We talk readily about “training companies”, but I realise this risks being an unimaginative and inadequate description, that doesn’t begin to describe what is on offer.

Facilitating learning

Training is what we do with dogs. It involves repeating simple tasks until they are done perfectly and a reward can be given. With dog training, reward and appreciation of what the animal is doing is absolutely everything. A basic principle is that even if you can catch the dog doing something good by chance, you should still reward – this highlights and embeds the good behaviour. It works for people too. We all like to be appreciated and are more likely to repeat behaviour for which we are rewarded. So, the “training” approach can be important – but is that what you would experience during a change or project management course?

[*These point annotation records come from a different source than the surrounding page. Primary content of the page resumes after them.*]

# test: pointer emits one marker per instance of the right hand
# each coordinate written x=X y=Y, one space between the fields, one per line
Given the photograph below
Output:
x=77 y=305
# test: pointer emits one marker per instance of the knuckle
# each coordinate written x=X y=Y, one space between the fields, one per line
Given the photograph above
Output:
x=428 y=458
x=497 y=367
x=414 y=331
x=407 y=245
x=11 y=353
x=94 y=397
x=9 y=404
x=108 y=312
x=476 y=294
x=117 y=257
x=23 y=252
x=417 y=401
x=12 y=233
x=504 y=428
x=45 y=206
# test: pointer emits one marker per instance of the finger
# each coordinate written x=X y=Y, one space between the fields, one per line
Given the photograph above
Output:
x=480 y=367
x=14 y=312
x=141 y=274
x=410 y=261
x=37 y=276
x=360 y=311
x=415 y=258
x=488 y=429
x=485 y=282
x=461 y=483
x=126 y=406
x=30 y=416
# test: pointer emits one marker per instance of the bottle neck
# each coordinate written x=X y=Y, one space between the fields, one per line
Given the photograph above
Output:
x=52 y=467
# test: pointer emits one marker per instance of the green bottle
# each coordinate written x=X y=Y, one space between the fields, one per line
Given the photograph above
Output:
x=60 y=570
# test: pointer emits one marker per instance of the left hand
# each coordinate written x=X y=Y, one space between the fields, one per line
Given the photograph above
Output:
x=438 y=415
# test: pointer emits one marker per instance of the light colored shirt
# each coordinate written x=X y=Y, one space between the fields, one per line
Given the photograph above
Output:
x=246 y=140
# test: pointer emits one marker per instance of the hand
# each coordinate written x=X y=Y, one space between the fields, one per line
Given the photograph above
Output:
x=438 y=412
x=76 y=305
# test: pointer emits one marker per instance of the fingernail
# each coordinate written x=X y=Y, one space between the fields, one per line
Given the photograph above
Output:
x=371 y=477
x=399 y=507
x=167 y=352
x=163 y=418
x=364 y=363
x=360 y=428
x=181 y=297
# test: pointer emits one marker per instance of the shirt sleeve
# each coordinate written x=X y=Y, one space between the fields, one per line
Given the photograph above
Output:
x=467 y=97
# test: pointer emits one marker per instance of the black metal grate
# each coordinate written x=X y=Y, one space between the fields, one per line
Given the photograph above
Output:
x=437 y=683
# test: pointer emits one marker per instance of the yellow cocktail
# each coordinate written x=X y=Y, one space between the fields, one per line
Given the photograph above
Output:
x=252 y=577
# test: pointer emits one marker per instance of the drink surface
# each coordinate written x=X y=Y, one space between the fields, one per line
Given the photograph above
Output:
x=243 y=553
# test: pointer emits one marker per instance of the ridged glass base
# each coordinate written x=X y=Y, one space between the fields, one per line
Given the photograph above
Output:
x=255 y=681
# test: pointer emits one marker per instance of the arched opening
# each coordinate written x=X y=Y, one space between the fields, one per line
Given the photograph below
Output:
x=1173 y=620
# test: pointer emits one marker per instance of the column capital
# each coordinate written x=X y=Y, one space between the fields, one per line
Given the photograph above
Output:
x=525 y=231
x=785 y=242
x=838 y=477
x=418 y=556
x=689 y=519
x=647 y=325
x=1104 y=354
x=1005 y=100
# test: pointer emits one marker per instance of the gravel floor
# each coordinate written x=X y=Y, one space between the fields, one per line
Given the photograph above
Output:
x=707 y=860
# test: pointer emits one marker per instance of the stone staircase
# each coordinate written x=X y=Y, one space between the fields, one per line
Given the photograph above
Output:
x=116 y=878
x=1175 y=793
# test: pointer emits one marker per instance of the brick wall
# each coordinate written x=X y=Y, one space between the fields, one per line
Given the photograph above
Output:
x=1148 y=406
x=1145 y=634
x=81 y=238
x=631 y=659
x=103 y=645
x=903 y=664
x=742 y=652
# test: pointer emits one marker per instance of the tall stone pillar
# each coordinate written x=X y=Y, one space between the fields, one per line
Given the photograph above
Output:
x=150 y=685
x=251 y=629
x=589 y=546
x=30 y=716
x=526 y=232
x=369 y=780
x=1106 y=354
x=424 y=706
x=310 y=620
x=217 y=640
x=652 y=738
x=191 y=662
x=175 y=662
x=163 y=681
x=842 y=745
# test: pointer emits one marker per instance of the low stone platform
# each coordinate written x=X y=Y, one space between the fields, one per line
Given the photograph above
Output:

I’d suggest that if Mercedes-Benz driving instructors are ”coaching”, then ChangeQuest certainly is too – we would think of it as facilitating learning.

“Training” techniques have moved on a lot since the old “chalk and talk” approach, where the goal was knowledge-transfer rather than learning. But, we’ve stuck with the same “training” terminology, making it quite hard for anyone buying courses to know what the study experience is likely to be; whether it will be more about business coaching that facilitates learning.

ChangeQuest uses brain-friendly learning methods, and we talk about our courses being interactive, practical, and focused on the specific needs of the learner. But, Mercedes Benz have convinced me that the project management training sector has a lot to learn – and sometimes we find inspiration in the most surprising places….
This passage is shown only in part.